Review: ‘Shaun of the Dead’

Ever have one of those days where you stumble around like a zombie and you just wanna KILL someone…?

Shaun (Simon Pegg) is a thirty-something slacker living in London. With his aspirations already fulfilled to manage an appliance store and play video games in his spare time with his flatmate Ed (Nick Frost), his only ambition is convincing his girlfriend Liz (Kate Ashfield) not to leave because he never takes her anywhere but the local pub. Everything changes when the walking dead mysteriously start to appear all over the neighborhood, and with life as they know it falling to pieces, everyone reluctantly turns to the only person that still seems to be taking it all in stride: Shaun.

Since George Romero’s Night of the Living Dead, there has been an underground fascination with zombies on film. The origin of zombies actually stems from the Haitian practice of voodoo (where the enemies of the priest were killed and resurrected to serve them), but Romero’s 1968 film takes honors for deciding the modern rules: zombies are driven to consume the flesh of the living, the bite kills its victims and turns them into zombies as well, and only destroying the brain can kill the living dead. In films such as these, the word “horror” in no way implies comedy or anything amusing.

Sure, the horror-comedies did grow out of the movie monster saturation of the late 1980s (ever notice how Freddy’s sweater keeps getting cleaner?), but most of them rely upon making fun of the very people and subjects that made the films popular to begin with. What sets Shaun of the Dead apart from newer films like 28 Days Later is that it follows the rules of a real zombie film while relying on the personalities of the participating characters to supply the laughs; it’s a real horror film populated with funny people who just happen to be about to die horribly.

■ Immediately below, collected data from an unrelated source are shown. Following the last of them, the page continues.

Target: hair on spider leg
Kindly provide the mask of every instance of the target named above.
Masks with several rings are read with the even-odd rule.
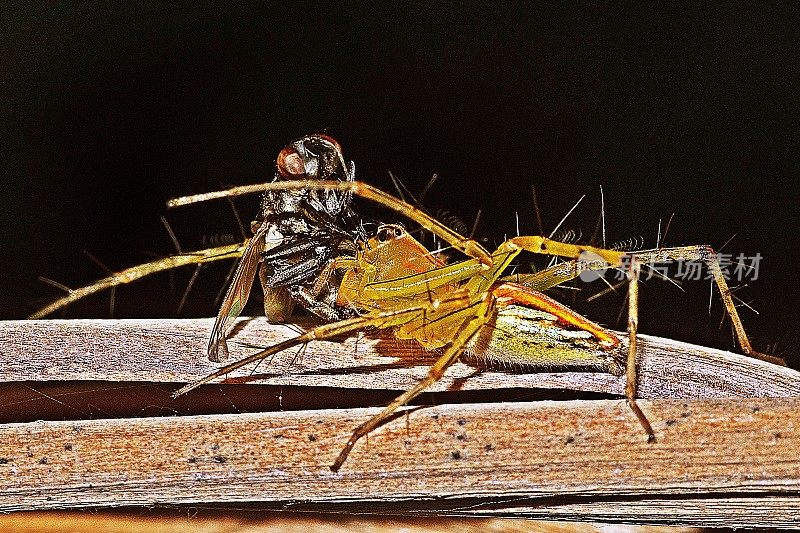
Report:
[[[111,270],[105,263],[100,261],[100,259],[97,256],[95,256],[94,254],[90,253],[89,250],[81,250],[81,252],[83,253],[83,255],[88,257],[92,261],[92,263],[94,263],[95,265],[99,266],[100,269],[107,276],[113,276],[114,275],[114,271]],[[117,288],[116,287],[111,287],[111,290],[109,291],[109,295],[108,295],[108,317],[109,318],[114,318],[114,310],[116,309],[116,302],[117,302]]]
[[[289,361],[288,366],[292,367],[292,366],[295,366],[295,365],[302,364],[303,359],[305,358],[307,350],[308,350],[308,343],[303,344],[302,346],[299,346],[297,348],[297,350],[295,351],[294,356]]]
[[[186,305],[186,299],[189,297],[189,291],[192,290],[192,286],[194,282],[197,281],[197,276],[200,275],[200,271],[203,269],[203,265],[199,264],[194,268],[194,272],[192,272],[192,276],[189,278],[189,282],[186,283],[186,289],[183,291],[183,295],[181,295],[181,300],[178,303],[178,310],[177,313],[180,315],[183,312],[183,306]]]
[[[536,194],[536,185],[531,183],[531,197],[533,199],[533,211],[536,214],[536,228],[539,235],[544,235],[544,224],[542,223],[542,210],[539,206],[539,196]]]
[[[583,239],[583,232],[580,229],[562,229],[559,230],[558,233],[556,233],[552,238],[555,241],[575,243],[580,242],[581,239]]]
[[[611,245],[610,250],[619,250],[621,252],[635,252],[644,247],[644,237],[628,237],[625,240],[617,241]]]
[[[236,225],[239,228],[239,235],[241,235],[242,239],[247,239],[247,232],[244,229],[244,223],[242,222],[242,217],[239,216],[239,210],[236,209],[236,204],[233,203],[233,198],[225,198],[228,201],[228,205],[231,207],[231,211],[233,212],[233,217],[236,219]]]
[[[403,191],[408,191],[404,183],[401,183],[399,179],[394,175],[394,172],[391,170],[388,171],[389,179],[392,180],[392,185],[394,186],[394,190],[397,192],[397,197],[400,198],[402,201],[406,202],[406,195]],[[411,193],[409,192],[409,196]]]

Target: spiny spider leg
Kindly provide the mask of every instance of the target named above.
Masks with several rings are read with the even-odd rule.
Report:
[[[437,303],[437,306],[463,305],[465,300],[466,300],[465,293],[461,292],[451,295],[450,297],[447,298],[447,300],[443,300]],[[316,328],[313,328],[303,333],[302,335],[298,335],[297,337],[292,337],[291,339],[279,342],[278,344],[270,346],[269,348],[266,348],[252,355],[249,355],[243,359],[225,365],[222,368],[214,371],[213,373],[208,374],[207,376],[197,381],[189,383],[184,387],[181,387],[179,390],[175,391],[172,394],[172,397],[177,398],[178,396],[182,396],[187,392],[196,389],[200,385],[204,385],[218,377],[224,376],[225,374],[228,374],[249,363],[252,363],[254,361],[259,361],[261,359],[274,355],[278,352],[281,352],[293,346],[300,346],[315,340],[329,339],[331,337],[336,337],[344,333],[349,333],[351,331],[362,330],[368,327],[373,327],[376,329],[386,329],[406,324],[413,320],[420,320],[422,319],[426,311],[430,310],[430,307],[431,304],[425,302],[424,305],[406,307],[390,311],[376,311],[363,316],[348,318],[345,320],[340,320],[338,322],[332,322],[330,324],[323,324],[321,326],[317,326]]]
[[[636,415],[639,423],[647,433],[648,442],[656,440],[653,426],[647,420],[639,404],[636,403],[636,388],[639,382],[638,366],[636,365],[637,333],[639,332],[639,273],[641,265],[634,257],[628,270],[628,360],[625,364],[625,398],[628,406]]]
[[[453,338],[451,344],[447,347],[447,349],[445,349],[442,356],[437,359],[436,362],[428,369],[428,373],[425,375],[425,377],[422,378],[419,383],[395,398],[392,403],[387,405],[380,413],[373,416],[353,430],[353,434],[347,440],[347,443],[342,451],[339,452],[339,455],[336,457],[333,465],[331,465],[331,470],[337,472],[342,467],[342,464],[347,459],[347,456],[350,455],[350,452],[353,450],[356,442],[358,442],[361,437],[382,426],[392,416],[392,413],[422,394],[425,389],[442,378],[444,371],[447,370],[450,365],[455,363],[461,356],[461,353],[464,351],[464,347],[470,341],[470,339],[472,339],[472,337],[478,331],[480,331],[481,327],[486,324],[489,316],[492,312],[494,312],[493,303],[494,299],[492,295],[487,293],[475,315],[470,318],[467,323],[461,326],[460,331],[455,338]]]
[[[155,274],[156,272],[162,272],[164,270],[170,270],[186,265],[198,265],[213,261],[222,261],[225,259],[236,259],[242,255],[246,245],[247,241],[244,243],[228,244],[225,246],[218,246],[216,248],[208,248],[206,250],[198,250],[196,252],[172,255],[151,261],[149,263],[144,263],[120,270],[119,272],[98,280],[91,285],[87,285],[86,287],[71,289],[66,296],[59,298],[45,307],[42,307],[35,313],[29,315],[28,318],[44,318],[47,315],[58,311],[59,309],[77,302],[81,298],[89,296],[90,294],[94,294],[105,289],[110,289],[112,287],[117,287],[125,283],[131,283],[145,276]]]
[[[670,263],[674,261],[701,261],[708,268],[714,283],[720,293],[720,298],[725,307],[726,314],[730,317],[733,330],[736,335],[736,340],[739,342],[742,352],[750,357],[761,359],[769,363],[786,366],[786,362],[773,355],[758,352],[753,349],[750,340],[747,337],[744,324],[736,309],[733,301],[733,296],[728,283],[725,280],[725,275],[719,264],[717,253],[711,246],[708,245],[692,245],[692,246],[676,246],[671,248],[655,248],[652,250],[641,250],[637,252],[629,252],[628,256],[635,258],[641,264],[658,264]],[[533,274],[514,274],[506,276],[502,279],[508,281],[515,281],[527,287],[543,291],[551,287],[555,287],[569,280],[575,279],[583,272],[606,270],[608,264],[600,258],[592,258],[587,256],[587,259],[576,259],[553,265],[547,269],[541,270]]]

The cast of virtual unknowns (to American audiences, that is) gives it their all, especially Nick Frost as the lovable roomie that all your friends hate but would still do anything for his bud (if it doesn’t take too much effort, that is). To tell you any more about the plot and what happens would be to rob viewers of the experience, but pay attention to everything going on to get the maximum effect. If the world were really being overrun with zombies, who better to trust with your life than someone you wouldn’t trust with anything else?